In 2005, MetLife sold the building for $1.72 billion, the highest recorded price for an office building in the United States. The buyer was a joint venture of Tishman Speyer Properties, the New York City Employees’ Retirement System, and the New York City Teachers’ Retirement System.
The building was also known for its helicopter service to John F. Kennedy International Airport, a seven-minute flight that left from the rooftop helipad. This service was offered only between 1965 and 1968 and for a few months in 1977 and was ended after a spectacular accident that killed five people.

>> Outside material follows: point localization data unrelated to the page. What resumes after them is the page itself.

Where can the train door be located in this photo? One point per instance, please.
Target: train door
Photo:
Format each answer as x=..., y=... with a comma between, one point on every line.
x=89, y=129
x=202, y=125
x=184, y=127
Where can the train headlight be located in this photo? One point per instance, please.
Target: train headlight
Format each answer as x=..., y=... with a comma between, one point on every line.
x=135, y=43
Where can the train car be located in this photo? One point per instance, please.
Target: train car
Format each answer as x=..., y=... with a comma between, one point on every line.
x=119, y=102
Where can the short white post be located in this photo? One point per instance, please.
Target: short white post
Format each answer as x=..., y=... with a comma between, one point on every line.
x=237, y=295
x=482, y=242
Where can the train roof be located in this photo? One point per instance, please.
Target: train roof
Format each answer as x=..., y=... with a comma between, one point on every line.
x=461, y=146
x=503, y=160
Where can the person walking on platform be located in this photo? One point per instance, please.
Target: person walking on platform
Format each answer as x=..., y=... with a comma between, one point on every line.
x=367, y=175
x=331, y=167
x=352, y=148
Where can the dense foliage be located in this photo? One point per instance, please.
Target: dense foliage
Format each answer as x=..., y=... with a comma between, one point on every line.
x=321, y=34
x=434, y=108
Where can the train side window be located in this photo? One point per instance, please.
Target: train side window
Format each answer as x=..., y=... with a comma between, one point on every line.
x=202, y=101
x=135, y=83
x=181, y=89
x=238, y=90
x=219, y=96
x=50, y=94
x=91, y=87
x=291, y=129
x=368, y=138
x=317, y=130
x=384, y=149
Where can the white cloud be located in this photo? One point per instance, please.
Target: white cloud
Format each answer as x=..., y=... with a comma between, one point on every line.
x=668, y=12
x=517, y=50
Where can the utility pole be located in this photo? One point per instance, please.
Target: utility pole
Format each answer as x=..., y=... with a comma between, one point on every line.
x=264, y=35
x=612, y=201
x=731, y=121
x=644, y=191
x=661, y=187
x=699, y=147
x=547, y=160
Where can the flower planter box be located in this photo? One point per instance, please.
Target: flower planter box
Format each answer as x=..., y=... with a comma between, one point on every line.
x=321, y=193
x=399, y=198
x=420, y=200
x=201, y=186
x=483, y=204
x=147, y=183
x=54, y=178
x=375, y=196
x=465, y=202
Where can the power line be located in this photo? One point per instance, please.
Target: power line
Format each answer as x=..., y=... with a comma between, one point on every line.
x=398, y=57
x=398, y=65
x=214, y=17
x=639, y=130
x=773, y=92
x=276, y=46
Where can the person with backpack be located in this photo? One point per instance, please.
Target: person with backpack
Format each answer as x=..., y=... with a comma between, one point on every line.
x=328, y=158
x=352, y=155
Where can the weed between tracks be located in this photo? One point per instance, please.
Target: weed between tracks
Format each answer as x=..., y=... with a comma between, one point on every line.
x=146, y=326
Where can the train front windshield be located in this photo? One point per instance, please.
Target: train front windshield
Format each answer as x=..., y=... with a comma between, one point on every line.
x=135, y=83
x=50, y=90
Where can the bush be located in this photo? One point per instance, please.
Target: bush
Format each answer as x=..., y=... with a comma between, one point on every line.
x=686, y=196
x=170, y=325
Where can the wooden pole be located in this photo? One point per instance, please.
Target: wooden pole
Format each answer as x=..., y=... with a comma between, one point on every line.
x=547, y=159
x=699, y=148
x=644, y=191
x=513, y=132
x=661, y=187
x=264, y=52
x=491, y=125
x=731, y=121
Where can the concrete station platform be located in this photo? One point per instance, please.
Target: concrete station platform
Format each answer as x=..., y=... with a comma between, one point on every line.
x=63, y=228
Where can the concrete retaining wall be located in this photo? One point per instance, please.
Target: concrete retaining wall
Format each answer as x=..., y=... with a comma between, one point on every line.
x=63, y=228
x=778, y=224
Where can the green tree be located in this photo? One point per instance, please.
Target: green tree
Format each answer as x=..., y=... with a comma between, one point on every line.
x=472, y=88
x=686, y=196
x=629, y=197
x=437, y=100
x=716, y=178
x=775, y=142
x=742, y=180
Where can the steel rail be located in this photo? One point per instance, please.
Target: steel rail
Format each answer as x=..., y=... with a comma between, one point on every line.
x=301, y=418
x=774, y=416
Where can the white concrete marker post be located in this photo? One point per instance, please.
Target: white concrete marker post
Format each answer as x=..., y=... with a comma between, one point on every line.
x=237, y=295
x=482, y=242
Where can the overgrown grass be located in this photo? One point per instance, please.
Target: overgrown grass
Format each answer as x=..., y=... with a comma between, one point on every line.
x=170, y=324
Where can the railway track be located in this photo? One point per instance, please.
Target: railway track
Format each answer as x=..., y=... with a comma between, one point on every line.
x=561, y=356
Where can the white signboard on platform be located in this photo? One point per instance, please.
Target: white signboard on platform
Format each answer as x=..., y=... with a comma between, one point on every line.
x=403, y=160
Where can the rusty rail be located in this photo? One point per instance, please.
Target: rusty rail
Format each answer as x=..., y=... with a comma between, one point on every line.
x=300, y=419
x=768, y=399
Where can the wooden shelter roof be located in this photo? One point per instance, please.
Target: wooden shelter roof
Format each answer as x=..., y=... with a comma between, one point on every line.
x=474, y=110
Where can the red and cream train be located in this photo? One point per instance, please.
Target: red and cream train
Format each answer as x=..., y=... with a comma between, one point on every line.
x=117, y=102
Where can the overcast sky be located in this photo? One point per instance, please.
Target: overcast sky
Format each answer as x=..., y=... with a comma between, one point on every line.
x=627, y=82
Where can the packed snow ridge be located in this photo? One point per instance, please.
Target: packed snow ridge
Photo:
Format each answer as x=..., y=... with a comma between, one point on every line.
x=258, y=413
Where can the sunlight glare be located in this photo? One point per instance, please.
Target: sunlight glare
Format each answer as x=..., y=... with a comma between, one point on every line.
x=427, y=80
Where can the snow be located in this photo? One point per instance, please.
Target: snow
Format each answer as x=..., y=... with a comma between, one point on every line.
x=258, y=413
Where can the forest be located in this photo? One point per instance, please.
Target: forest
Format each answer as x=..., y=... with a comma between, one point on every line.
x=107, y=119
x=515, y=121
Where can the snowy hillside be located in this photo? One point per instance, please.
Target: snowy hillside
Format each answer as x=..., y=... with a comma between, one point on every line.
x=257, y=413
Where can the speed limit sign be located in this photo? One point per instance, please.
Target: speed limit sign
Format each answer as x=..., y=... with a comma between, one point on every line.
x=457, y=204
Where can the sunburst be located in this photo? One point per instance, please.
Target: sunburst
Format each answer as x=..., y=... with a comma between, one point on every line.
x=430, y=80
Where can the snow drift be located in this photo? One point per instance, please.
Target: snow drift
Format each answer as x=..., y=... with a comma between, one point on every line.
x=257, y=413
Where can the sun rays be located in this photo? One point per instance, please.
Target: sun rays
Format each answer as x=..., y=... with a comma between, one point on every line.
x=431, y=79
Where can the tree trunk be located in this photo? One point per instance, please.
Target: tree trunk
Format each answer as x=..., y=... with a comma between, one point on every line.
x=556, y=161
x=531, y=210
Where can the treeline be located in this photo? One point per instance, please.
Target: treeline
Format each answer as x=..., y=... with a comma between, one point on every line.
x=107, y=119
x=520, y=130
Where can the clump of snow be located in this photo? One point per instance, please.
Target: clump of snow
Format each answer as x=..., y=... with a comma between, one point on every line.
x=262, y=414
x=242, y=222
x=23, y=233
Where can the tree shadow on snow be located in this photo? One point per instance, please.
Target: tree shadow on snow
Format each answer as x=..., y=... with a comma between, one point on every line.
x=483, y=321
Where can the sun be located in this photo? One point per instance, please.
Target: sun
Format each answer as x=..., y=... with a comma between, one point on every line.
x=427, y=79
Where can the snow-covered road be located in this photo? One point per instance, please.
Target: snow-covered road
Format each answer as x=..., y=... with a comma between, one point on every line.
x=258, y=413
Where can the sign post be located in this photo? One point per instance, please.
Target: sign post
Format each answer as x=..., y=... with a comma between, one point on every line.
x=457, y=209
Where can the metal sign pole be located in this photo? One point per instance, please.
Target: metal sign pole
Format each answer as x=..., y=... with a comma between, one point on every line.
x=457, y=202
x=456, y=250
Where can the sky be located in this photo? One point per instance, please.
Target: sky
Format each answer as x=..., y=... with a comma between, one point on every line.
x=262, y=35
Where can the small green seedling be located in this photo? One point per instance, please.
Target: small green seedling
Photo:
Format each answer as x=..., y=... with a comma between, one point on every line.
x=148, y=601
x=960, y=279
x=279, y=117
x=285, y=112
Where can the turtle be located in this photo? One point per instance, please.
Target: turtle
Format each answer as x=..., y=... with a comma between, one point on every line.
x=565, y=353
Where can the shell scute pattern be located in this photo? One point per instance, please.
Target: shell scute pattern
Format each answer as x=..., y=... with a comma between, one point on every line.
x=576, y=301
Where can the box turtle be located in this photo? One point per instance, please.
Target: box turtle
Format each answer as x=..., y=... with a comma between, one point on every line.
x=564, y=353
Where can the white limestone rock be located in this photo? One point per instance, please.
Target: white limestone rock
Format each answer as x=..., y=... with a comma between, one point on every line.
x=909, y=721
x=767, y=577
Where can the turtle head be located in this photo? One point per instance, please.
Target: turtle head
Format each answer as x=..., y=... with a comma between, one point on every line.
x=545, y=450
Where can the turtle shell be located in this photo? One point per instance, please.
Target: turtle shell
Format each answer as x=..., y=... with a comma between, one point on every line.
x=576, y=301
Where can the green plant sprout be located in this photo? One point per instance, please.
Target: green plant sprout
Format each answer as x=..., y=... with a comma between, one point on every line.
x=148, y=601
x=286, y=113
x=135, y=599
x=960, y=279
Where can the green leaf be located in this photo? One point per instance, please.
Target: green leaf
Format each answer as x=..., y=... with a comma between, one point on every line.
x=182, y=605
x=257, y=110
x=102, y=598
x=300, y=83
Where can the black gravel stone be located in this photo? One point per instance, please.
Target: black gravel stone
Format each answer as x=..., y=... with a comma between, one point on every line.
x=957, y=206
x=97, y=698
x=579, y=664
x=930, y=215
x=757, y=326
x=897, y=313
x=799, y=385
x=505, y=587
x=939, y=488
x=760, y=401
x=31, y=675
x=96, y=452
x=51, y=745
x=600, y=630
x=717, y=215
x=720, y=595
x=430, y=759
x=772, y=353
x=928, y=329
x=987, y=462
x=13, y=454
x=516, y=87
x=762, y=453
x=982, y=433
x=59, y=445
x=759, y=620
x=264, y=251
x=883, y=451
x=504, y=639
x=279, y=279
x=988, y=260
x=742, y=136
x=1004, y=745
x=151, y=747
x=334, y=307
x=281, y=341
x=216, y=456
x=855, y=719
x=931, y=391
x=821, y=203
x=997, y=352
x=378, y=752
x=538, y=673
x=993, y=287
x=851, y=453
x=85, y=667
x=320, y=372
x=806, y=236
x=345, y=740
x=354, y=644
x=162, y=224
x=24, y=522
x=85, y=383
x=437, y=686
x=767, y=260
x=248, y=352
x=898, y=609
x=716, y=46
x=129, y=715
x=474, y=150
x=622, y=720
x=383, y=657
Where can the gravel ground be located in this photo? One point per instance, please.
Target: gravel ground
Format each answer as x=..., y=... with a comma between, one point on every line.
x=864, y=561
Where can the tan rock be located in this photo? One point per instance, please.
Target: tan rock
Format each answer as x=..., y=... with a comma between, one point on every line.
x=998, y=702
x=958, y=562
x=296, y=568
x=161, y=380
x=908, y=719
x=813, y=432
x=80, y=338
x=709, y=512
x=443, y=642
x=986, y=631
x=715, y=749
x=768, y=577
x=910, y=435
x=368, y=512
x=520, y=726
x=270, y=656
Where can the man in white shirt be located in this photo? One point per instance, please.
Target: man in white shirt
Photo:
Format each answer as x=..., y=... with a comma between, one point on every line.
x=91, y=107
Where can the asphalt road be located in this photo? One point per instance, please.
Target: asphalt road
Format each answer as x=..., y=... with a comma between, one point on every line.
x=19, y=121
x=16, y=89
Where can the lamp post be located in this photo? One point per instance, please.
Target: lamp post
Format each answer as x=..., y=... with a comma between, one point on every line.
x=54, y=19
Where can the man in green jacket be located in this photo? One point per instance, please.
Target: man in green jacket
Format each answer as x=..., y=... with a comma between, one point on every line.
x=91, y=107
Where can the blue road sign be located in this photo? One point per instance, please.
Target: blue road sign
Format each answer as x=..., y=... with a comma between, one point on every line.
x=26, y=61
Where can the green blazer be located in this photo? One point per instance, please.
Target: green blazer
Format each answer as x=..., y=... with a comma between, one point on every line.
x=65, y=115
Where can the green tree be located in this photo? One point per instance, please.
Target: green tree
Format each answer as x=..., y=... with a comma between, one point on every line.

On May 16, 1977, a broken landing gear caused a parked Sikorsky S-61L with rotors still turning to tip over, killing four people who were outside the helicopter waiting to board, including exploitation filmmaker Michael Findlay. Part of a rotor blade sailed over the side of the building and killed a pedestrian on the corner of Madison and 43rd Street. Two other people were seriously injured.
Another notorious moment in the building’s history was Eli M. Black’s spectacular suicide on February 3, 1975. The CEO of United Brands Company (now Chiquita Brands International) used his briefcase to shatter an external window and then jumped out of the forty-four story window to his death on Park Avenue. This incident was an inspiration for a similar suicide in the 1994 film, The Hudsucker Proxy.